Wie ein guter Coming-of-age-Film beweist Kate Nash, wie wichtig die Gefühle von Teenagern sind. 2007 wird aus der Myspace-Sensation in kürzester Zeit ein gigantischer musikalischer Erfolg: Die Musikindustrie findet in dem Konzept Teenie-Girl vertont ihre niedlichen Tagebuchgeschichten ein gefundenes Fressen.

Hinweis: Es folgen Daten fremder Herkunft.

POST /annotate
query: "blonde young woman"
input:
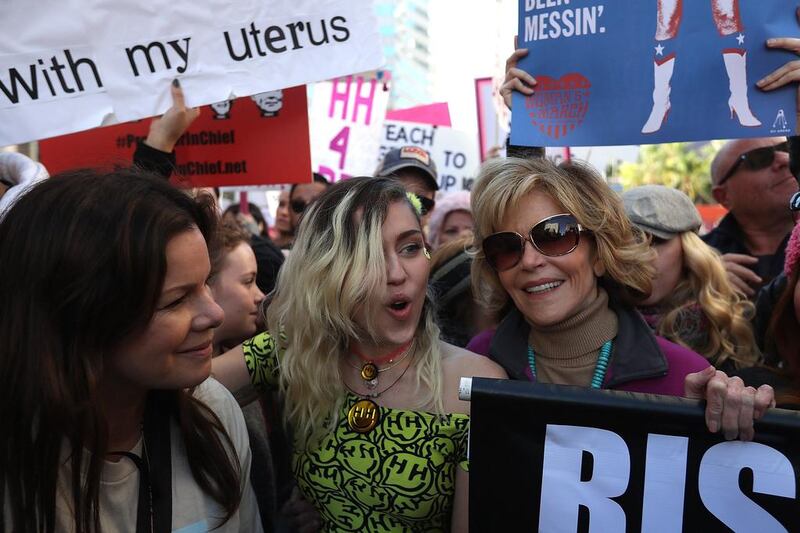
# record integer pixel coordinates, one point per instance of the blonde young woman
(691, 302)
(371, 393)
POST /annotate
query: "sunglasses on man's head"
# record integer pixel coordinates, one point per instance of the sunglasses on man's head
(554, 236)
(756, 159)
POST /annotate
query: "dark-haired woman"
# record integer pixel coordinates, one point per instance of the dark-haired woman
(110, 420)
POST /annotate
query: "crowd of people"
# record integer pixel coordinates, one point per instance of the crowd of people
(167, 366)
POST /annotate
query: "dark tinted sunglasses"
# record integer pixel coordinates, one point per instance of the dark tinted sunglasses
(554, 236)
(298, 206)
(427, 204)
(757, 159)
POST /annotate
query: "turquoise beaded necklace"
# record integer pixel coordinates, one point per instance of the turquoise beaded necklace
(599, 369)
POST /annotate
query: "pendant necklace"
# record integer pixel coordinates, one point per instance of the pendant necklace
(370, 371)
(364, 414)
(599, 370)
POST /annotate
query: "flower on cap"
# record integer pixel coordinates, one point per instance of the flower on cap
(415, 202)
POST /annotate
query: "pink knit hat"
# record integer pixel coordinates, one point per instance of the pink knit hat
(792, 252)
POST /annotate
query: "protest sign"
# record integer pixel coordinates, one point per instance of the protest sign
(437, 114)
(651, 71)
(347, 114)
(71, 65)
(554, 458)
(493, 116)
(454, 152)
(261, 139)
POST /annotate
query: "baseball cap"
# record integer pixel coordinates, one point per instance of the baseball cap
(661, 211)
(409, 156)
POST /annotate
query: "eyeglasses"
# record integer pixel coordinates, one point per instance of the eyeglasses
(427, 204)
(554, 236)
(298, 206)
(756, 159)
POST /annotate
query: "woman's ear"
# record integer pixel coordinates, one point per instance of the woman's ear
(598, 267)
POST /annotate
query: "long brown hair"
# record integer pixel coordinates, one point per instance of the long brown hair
(83, 260)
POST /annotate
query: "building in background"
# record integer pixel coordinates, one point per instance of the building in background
(405, 31)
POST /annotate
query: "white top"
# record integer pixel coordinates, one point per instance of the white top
(192, 510)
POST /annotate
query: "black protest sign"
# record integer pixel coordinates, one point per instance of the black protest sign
(562, 459)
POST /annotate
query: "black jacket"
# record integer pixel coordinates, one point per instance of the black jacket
(728, 238)
(636, 354)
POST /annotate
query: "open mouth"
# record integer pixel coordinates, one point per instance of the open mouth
(544, 287)
(400, 309)
(398, 305)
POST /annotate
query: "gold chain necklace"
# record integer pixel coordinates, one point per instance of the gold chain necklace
(364, 415)
(370, 372)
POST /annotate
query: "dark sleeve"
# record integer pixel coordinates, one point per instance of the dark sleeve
(794, 155)
(765, 303)
(153, 160)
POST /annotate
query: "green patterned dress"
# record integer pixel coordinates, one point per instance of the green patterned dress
(398, 477)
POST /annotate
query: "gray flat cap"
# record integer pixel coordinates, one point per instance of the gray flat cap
(661, 211)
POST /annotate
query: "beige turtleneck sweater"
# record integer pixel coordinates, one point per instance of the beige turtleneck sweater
(566, 353)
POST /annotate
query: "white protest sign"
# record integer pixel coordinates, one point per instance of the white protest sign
(346, 118)
(70, 65)
(454, 152)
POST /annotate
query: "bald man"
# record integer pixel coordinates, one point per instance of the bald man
(752, 179)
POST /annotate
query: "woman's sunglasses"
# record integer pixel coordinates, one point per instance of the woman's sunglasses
(757, 159)
(554, 236)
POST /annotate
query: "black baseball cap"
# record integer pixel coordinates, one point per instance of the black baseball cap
(409, 157)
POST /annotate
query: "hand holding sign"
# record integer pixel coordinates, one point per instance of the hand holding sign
(166, 130)
(516, 78)
(788, 73)
(730, 405)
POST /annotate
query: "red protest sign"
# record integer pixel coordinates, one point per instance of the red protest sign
(257, 140)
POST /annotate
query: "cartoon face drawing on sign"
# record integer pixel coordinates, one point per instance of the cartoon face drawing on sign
(222, 110)
(269, 103)
(728, 21)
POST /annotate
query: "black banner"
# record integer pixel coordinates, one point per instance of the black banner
(563, 459)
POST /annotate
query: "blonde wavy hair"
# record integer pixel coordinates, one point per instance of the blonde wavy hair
(335, 268)
(705, 283)
(622, 249)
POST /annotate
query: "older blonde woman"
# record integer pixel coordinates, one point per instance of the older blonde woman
(691, 302)
(371, 392)
(556, 246)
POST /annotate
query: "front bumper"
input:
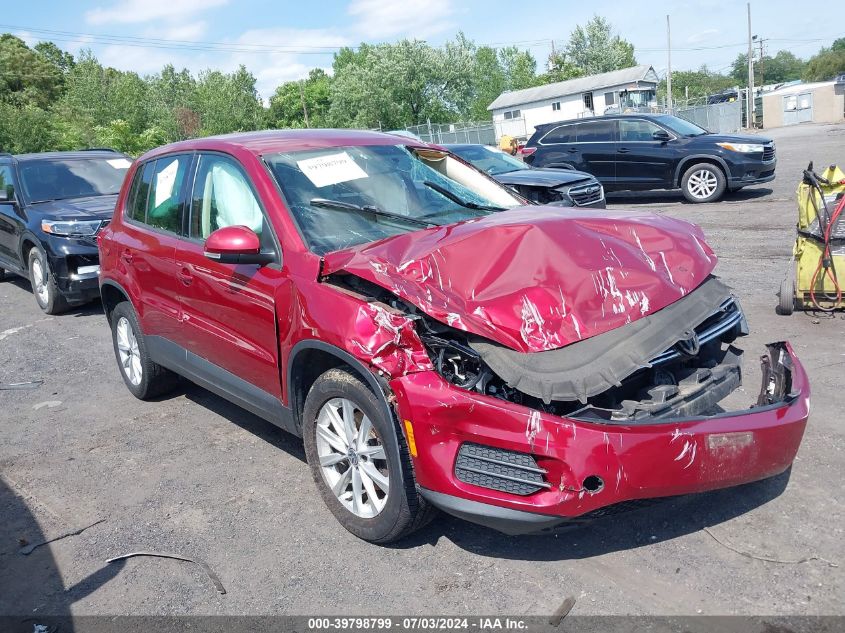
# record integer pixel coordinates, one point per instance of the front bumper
(752, 173)
(589, 466)
(75, 264)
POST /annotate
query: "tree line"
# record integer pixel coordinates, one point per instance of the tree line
(51, 100)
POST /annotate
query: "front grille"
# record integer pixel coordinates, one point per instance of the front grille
(727, 318)
(498, 469)
(768, 152)
(586, 194)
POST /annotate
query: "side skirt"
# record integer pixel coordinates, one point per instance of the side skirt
(222, 382)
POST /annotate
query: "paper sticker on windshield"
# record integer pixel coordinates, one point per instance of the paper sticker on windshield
(165, 179)
(119, 163)
(331, 169)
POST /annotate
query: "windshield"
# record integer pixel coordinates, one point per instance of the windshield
(682, 127)
(344, 196)
(62, 178)
(493, 161)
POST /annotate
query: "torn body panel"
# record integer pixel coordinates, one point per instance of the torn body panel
(551, 276)
(589, 465)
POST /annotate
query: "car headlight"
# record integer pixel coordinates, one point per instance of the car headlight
(70, 227)
(744, 148)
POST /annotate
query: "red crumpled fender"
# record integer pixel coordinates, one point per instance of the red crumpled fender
(538, 278)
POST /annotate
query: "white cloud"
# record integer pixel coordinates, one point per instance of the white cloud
(385, 18)
(135, 11)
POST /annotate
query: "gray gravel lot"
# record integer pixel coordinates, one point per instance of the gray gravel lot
(195, 475)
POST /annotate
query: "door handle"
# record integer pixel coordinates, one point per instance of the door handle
(185, 276)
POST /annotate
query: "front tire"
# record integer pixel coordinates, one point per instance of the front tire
(143, 377)
(47, 294)
(703, 182)
(358, 460)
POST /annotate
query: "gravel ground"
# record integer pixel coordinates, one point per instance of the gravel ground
(195, 475)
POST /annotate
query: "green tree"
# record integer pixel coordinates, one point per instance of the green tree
(286, 103)
(827, 64)
(227, 102)
(594, 48)
(26, 78)
(695, 83)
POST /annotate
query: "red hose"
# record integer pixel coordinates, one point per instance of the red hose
(829, 271)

Viele ihrer neugewonnenen Fans finden ihr Debütalbum zu Recht unheimlich gut und sich angesprochen – doch Nash selbst fühlt sich als gerade 20-Jährige wie das einfältige Mädchen behandelt, während gleichaltrige männliche Musiker für ihren Mut und ihr Talent gelobt werden. Zehn Jahre und viele berufliche wie persönliche Auf- und Abs später trumpft Nash wieder mit dem Tagebuch-Konzept auf, ohne dass sie irgendein Idiot dafür belächeln könnte: Angeblich gefühlsverlorene Teenager haben eben wichtige Geschichten zu erzählen, von denen man als erwachsene Person etwas lernen kann. Das tut sie selbst mit dem erneuten Blick in ihre Tagebücher. Zur Stilcollage aus Punk, Pop und RnB singt Nash unverblümt von konkreten Ereignissen aus den Leben Jugendlicher, und es geht nicht nur um die dringende Aufarbeitung gebrochener Herzen und überwältigender Emotionen, sondern auch um Depressionen und Selbstmordgedanken wegen des Gefühls, nicht gut genug für die Welt zu sein. Das ist an keiner Stelle possierlich, sondern brutal ehrlich und wichtig für alle jungen Menschen, deren Gefühle für naiv gehalten und nicht ernst genommen werden – Nash macht, was bei ihr versäumt wurde.
Gerrit Köppl 9/12
Kate Nashs Leben ist wieder rosarot. Schade, dass sich das in seichtem Pop äußert, der Kratzbürstigkeit vortäuscht. Auf “Yesterday Was Forever” entdeckt Nash ihr Herz für luftigen Pop wieder, das sie zwischenzeitlich unter schrammeligem Garage-Indie verschüttet hatte. Offenbar musste sie erst alle Verbindung zu ihren “Foundations” abschneiden, um es wiederzuentdecken. “Life In Pink”, der Opener ihres zweiten in Eigenregie veröffentlichten Albums, bringt Popappeal und Indierock-Gitarren so gut unter einen Hut, dass man kurz Hoffnung schöpft, Nash hätte den Schlüssel zu ihrem Meisterwerk gefunden. Die Hoffnung verfliegt mit dem folgenden “Call Me”, dem man mit der richtigen Produktion ein maybe hintanstellen könnte. Von hier aus geht es immer tiefer hinein in die Schokoladenfabrik Pop, in der alles mit extrasüßer Glasur veredelt wird – allerdings nur mit einer Sorte: Waldmeister. “Hate Me” etwa wirkt, als wäre es im Demostadium stehengeblieben und wartete jetzt darauf, dass es eine Rita Ora, für die Nash Songs geschrieben hat, zu Überlebensgröße aufpumpte. Nur: Pop lebt eben genau davon, und wenn das fehlt, bleibt nur noch etwas Dünnes, Verwässertes, das altbacken und unzeitgemäß klingt. Von möglichen subversiven Momenten, die Nash mit ihren dezidierten Standpunkten zu Feminismus und Selbstbestimmung durchaus setzen könnte, bleibt da nicht viel übrig. Das einzige, worauf nach diesem viel zu langen und teilweise läppischen Album Verlass ist, ist Nashs unstetes Wesen. Ihre nächste Häutung kommt bestimmt.